M. Abe n'a en revanche pas osé toucher à la délicate question des taxes douanières très élevées sur le riz (plus de 700%). Il a défendu leur maintien dans le cadre des négociations commerciales, qu'il s'agisse du pacte de libre-échange transpacifique signé par 11 pays de la région Asie-Pacifique (TPP) ou encore de l'accord conclu avec l'Union européenne (Jefta).
Mais la donne risque d'être différente face aux États-Unis, et les experts jugent que le Japon pourrait être obligé de faire des concessions sur les produits agricoles pour éviter de dangereuses taxes sur l'automobile.
- "Pas brillant" -
L'agriculture est "à un tournant", selon les propos de Ken Saito, ministre de l'Agriculture jusqu'à un récent remaniement. "Plus que jamais, les agriculteurs doivent se mettre au diapason du marché."
Il existe des centaines de variétés de riz japonais, un riz court, rond et collant une fois cuit. La famille Ogura est spécialisée dans le riz Koshihikari, qu'elle vend 300 yens (2,3 euros) le kilogramme.
Mais la consommation de riz a fondu de moitié ces 50 dernières années au Japon: elle est tombée à 54,6 kg par personne en 2015, à comparer à un pic de 118,3 kg en 1963, d'après les chiffres du ministère de l'Agriculture.
"L'avenir n'est pas brillant", estime Mitsuyoshi Ando, expert du secteur à l'Université de Tokyo. "Il faut que les agriculteurs améliorent leur compétitivité, notamment en produisant à grande échelle", un pari impossible cependant dans les régions montagneuses où ont lieu 40% des récoltes.

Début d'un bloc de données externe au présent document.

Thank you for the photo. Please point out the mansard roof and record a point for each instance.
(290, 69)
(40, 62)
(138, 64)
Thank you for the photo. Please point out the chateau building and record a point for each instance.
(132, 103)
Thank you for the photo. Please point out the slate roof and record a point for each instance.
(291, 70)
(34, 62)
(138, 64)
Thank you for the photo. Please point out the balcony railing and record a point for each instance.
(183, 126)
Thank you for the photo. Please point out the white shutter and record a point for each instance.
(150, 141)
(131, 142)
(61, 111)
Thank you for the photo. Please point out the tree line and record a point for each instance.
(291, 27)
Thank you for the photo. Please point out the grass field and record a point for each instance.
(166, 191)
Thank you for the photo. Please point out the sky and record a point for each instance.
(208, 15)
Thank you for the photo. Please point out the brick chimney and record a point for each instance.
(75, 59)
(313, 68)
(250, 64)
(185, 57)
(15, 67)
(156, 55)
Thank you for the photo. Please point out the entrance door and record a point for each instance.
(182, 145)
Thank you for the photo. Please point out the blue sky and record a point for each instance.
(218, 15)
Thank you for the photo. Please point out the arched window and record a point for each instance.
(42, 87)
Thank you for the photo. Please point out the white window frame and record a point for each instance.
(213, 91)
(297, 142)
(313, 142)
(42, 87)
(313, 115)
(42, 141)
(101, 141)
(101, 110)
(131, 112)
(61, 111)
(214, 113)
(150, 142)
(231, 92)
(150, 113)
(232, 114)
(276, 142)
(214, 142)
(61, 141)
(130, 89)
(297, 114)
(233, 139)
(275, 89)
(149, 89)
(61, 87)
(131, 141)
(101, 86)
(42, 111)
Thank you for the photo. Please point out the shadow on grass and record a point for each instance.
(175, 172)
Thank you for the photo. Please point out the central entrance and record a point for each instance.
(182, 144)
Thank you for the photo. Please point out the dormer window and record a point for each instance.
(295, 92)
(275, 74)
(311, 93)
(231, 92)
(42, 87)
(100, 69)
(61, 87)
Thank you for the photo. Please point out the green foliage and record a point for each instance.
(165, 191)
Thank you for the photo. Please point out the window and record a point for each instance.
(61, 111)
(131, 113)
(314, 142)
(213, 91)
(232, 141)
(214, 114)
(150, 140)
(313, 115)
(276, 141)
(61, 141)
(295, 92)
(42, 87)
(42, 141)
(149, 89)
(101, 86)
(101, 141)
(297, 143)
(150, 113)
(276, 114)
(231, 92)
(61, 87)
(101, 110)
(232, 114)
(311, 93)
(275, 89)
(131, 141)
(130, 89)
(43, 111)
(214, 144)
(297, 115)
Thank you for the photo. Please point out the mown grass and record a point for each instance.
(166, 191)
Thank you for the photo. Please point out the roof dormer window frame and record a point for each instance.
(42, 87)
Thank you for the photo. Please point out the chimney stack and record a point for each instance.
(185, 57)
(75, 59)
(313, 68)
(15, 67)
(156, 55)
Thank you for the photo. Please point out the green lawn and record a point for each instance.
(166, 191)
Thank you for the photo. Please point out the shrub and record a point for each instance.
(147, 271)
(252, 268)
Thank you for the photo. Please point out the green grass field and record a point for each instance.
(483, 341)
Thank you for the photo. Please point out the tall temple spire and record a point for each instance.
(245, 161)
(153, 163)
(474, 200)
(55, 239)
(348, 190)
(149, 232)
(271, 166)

Dans tous les cas, "le nombre de ceux qui pourront survivre (en tant que riziculteurs) sera limité car la consommation de riz ne remontera jamais" alors que les goûts s'occidentalisent, prédit-il.
Mais Kazuo Ogura n'est pas de cet avis. "Le Japon est un pays fait pour l'agriculture. Il pleut modérément, les températures changent au gré des différentes saisons", dit-il. Et "la cuisine traditionnelle japonaise est réputée dans le monde entier. Nous pouvons en tirer profit."